Non ! Non ! même à quatre contre un,
Vous n’aurez pas Verdun[1] !

Et ils n’ont pas eu Verdun.

Eh bien ! dans l’hommage rendu à ceux qui l’ont sauvé, nous ne devons pas oublier complètement les serviteurs précieux qui leur ont apporté sans relâche, sans répit, sans faiblesse, avec bravoure et parfois même avec héroïsme, les vivres, le matériel, les munitions, l’artillerie, sans lesquels ils ne pouvaient rien.

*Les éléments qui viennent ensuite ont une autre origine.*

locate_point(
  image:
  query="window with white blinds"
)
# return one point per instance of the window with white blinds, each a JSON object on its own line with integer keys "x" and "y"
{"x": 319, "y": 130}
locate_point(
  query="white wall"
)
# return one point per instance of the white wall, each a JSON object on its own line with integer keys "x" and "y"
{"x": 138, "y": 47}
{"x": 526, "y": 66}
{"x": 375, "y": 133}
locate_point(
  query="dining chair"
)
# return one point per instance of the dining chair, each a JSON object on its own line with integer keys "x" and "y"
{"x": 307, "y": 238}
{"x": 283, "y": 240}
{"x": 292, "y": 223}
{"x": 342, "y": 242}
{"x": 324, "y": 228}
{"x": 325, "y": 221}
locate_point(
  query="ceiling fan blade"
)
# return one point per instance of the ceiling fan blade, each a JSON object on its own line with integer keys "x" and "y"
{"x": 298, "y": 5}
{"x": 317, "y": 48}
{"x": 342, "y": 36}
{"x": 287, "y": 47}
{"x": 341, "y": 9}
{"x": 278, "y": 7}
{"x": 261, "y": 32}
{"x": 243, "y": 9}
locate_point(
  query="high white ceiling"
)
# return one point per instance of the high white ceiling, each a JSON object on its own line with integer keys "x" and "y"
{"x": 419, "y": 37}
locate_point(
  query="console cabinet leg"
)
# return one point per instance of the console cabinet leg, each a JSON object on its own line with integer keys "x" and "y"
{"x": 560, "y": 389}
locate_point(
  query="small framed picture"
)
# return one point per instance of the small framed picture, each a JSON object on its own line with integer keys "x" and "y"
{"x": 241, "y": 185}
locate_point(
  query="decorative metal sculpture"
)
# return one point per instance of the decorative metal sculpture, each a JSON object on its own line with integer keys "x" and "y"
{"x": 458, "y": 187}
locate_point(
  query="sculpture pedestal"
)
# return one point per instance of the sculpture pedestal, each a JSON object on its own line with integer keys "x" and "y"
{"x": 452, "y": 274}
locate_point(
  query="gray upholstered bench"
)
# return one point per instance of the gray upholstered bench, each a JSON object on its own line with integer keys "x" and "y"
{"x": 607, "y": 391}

On voudrait ici prendre le ton lyrique pour chanter comme il convient la grande et tumultueuse chevauchée de ces modernes monstres de fer, qui, dans un tintamarre infernal, jour et nuit, sans repos, haletant, soufflant, grinçant, ronflant, gémissant, ont transporté, dans leurs flancs, quelques millions de guerriers, leurs bagages, leurs armes et leurs machines. Car ils caractérisent et symbolisent parfaitement, avec leurs formes dénuées de beauté, mais puissantes, leur démarche inélégante, mais solide, l’idéal nouveau de cette nouvelle manière de se battre, qui n’est pas de notre invention ! Mais, devant leur terne, pesant, cahoteux et monotone défilé, on évoque, malgré soi, comme dans une brume légère et jolie, les nobles cavalcades de jadis, les longues processions de chevaux, si pittoresques, si colorées, si vivantes, si françaises ! Et l’on s’arrête alors, paralysé, les ailes coupées, impuissant, devant cette infériorité esthétique du présent sur le passé.

Il faut donc redescendre à la prose, au terre à terre ; et, dans ce cas, il est peut-être préférable de finir par ces paroles d’un général de là-bas, qui résument mieux, dans leur militaire et crâne crudité, toute l’ampleur du rôle joué par le Service automobile au printemps de 1916. Il regardait passer, rêveur, devant la« Citadelle inviolée, » une longue file de camions, qui revenaient de Souville. Il les désigna de la main ; puis, avec simplicité :

— Il est certain, dit-il, que, sans ces bougres-là, nous étions f… !


PAUL HEUZE.

  1. Éditions des « Petites affiches » de Rouen.